On November 17 the Boston Globe reported that at the end of 2006, just as Romney was leaving office and gearing up for his first presidential run, “11 of his top aides purchased their state-issued computer hard drives, and the Romney administration’s emails were all wiped from a server.” In addition, the remaining computers in the Governor’s office were replaced. “As a result,” explains the paper, “[Gov. Deval] Patrick’s office, which has been bombarded with inquires for records from the Romney era, has no electronic record of any Romney administration emails.”
Mark Nielsen, Romney’s chief legal counsel as Governor, told the Globe that the administration “fully complied with the law and complied with longstanding executive branch practice,” a refrain repeated by the Romney campaign. The campaign points out that in 1997 the Massachusetts Supreme Judicial Court ruled that the Governor is not explicitly included in the state Public Records Law, which requires the preservation of electronic communications.

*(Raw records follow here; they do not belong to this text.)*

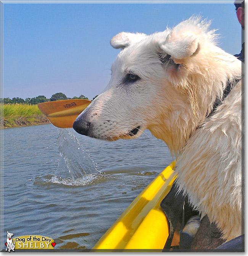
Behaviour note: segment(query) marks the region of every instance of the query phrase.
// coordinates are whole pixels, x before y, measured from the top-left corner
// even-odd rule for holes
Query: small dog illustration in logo
[[[7,231],[7,238],[6,239],[6,243],[5,245],[7,246],[7,248],[5,251],[7,251],[8,250],[9,252],[10,252],[10,250],[12,250],[13,251],[14,251],[14,241],[12,240],[11,238],[12,236],[14,235],[13,233],[9,233],[8,231]]]

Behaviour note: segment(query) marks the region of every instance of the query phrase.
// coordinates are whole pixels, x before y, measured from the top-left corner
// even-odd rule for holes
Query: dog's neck
[[[231,81],[227,80],[224,86],[221,83],[221,86],[224,87],[221,94],[223,96],[222,100],[224,100],[231,88],[239,80],[238,78]],[[220,83],[219,81],[218,83]],[[216,92],[216,97],[212,97],[211,100],[208,97],[208,100],[206,100],[206,97],[205,97],[203,95],[201,99],[199,97],[198,98],[190,98],[188,103],[182,102],[181,110],[167,111],[163,117],[157,118],[159,123],[155,124],[150,126],[149,129],[153,136],[165,142],[172,155],[177,159],[191,136],[201,126],[206,117],[213,114],[213,110],[215,111],[217,107],[216,99],[218,97],[218,94]],[[221,100],[218,104],[221,103]],[[187,111],[185,112],[185,109],[187,109]]]

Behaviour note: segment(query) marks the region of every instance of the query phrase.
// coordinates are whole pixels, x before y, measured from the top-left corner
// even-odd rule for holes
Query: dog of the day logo
[[[53,239],[43,236],[31,235],[12,238],[13,235],[7,232],[6,251],[10,252],[16,250],[53,249],[56,244]]]

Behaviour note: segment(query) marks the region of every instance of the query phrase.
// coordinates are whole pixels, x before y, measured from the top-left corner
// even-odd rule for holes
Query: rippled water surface
[[[108,142],[51,124],[4,130],[5,233],[92,248],[172,160],[164,142],[145,133]]]

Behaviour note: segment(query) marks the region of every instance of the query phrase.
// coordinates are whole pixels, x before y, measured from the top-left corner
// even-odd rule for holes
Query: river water
[[[56,249],[90,249],[172,160],[148,130],[113,142],[51,124],[3,132],[2,241],[8,231],[48,237]]]

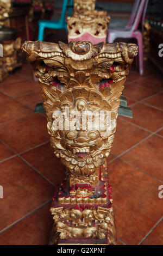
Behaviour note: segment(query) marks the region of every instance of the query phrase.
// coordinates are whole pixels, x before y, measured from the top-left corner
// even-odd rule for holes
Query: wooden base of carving
[[[101,169],[101,179],[93,196],[70,194],[66,180],[56,188],[51,208],[54,222],[50,245],[117,244],[111,187],[105,165]],[[63,203],[59,202],[61,198]],[[71,203],[71,199],[81,203]]]

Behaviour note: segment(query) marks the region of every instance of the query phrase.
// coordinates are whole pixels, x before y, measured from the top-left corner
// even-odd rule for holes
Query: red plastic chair
[[[124,28],[108,29],[107,40],[113,42],[117,38],[135,38],[139,47],[139,66],[140,75],[143,74],[143,52],[142,33],[144,28],[144,21],[148,0],[135,0],[131,15]],[[141,25],[140,29],[138,26]]]

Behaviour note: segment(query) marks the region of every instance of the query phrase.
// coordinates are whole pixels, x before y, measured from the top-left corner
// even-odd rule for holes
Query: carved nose
[[[89,141],[89,139],[87,138],[84,138],[83,137],[79,137],[74,140],[76,143],[85,143]]]

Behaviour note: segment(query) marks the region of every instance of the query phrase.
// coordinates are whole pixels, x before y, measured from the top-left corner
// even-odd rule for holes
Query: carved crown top
[[[135,44],[115,42],[104,44],[103,42],[92,45],[89,41],[73,41],[68,44],[59,41],[59,44],[41,41],[26,41],[22,50],[30,62],[39,59],[50,59],[54,56],[68,57],[75,61],[83,61],[92,57],[105,57],[108,59],[122,58],[126,63],[131,63],[137,54]]]

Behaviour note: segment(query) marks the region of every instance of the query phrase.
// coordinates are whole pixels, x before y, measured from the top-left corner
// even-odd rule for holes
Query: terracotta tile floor
[[[163,79],[149,63],[132,68],[123,95],[133,119],[118,117],[108,158],[118,245],[163,244]],[[0,84],[1,245],[46,245],[54,186],[64,168],[49,143],[29,64]]]

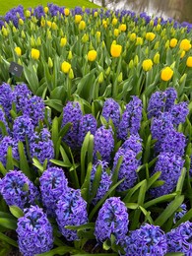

However, Massachusetts Secretary of State William Galvin, a Democrat, told the newspaper that the ruling “means that emails don’t have to be released to the public, but the governor’s office still has to preserve them and turn them over to the state archivist.”
“They have an obligation as a public official to preserve their records,” Galvin said. “Electronic records are held to the same standard as paper records. There’s no question. They’re not in some lesser standard.”
Galvin also questioned the sale of the hard drives to private parties; and Jeffrey Pyle, a Boston lawyer specializing in public records cases, told the Globe that the drives “should not have been sold as private property.”
As to the supposed “longstanding executive branch practice” of selling hard drives or any other public property to departing state employees, the Globe found that “top aides to the three Massachusetts governors who preceded Mitt Romney — all of them Republicans — said … they know of no instance when state employees purchased their computer hard drive as they left the administration” and that “they were not familiar with such purchases as a long-standing practice.”
Given the highly irregular nature of the vanishing emails and hard drives, it was only natural that the press, curious as to whether Romney had something to hide, began peppering him with questions soon after the matter was first reported. The former Governor refused to answer directly for a few days. Finally, in an interview with the Nashua Telegraph, he responded: “Well, I think in government we should follow the law. And there has never been an administration that has provided to the opposition research team, or to the public, electronic communications. So ours would have been the first.”
Thus, to keep his administration’s emails hidden from both political opponents and the general public, Romney took the extraordinary step of obliterating all electronic evidence of those communications and then ensuring that the hardware itself was turned over to administration employees who would have every incentive to destroy it.
The Romney campaign is portraying the revelation of these unusual acts as a purely political move on the part of the Obama administration, aided and abetted by Obama’s friend Gov. Patrick, who campaigned for him in 2008.
“The last thing they [the Obama campaign] want to do is run against Mitt Romney in the general election,” Romney communications director Gail Gitcho told CNN. “In this case they have deployed or activated the Patrick Administration to do their dirty work.”
Accusing the Governor’s office of acting as “an opposition research arm of the Obama reelection campaign,” the Romney campaign filed a request for all email communications between Patrick’s office and Obama’s campaign.
The Democratic National Committee fired back with a request for all email from the Romney administration related to the hard drive purchases or containing “embarrassing subjects including ‘destroy records’ and ‘flip-flop,’” according to CNN. Obviously such email would have to be provided in printed form, perhaps found among the 700 boxes of public documents the Romney administration did send to the state archives. Locating the requested emails, therefore, could take months, which would certainly work to Romney’s advantage.
The Romney team is almost certainly correct that the motive behind leaking this story to the press was political, and its request for emails between the Patrick administration and the Obama campaign may uncover evidence of that. Nevertheless, curious observers want to know just what was so potentially damaging in his administration’s emails that Romney felt the need to go to such great lengths to prevent its discovery.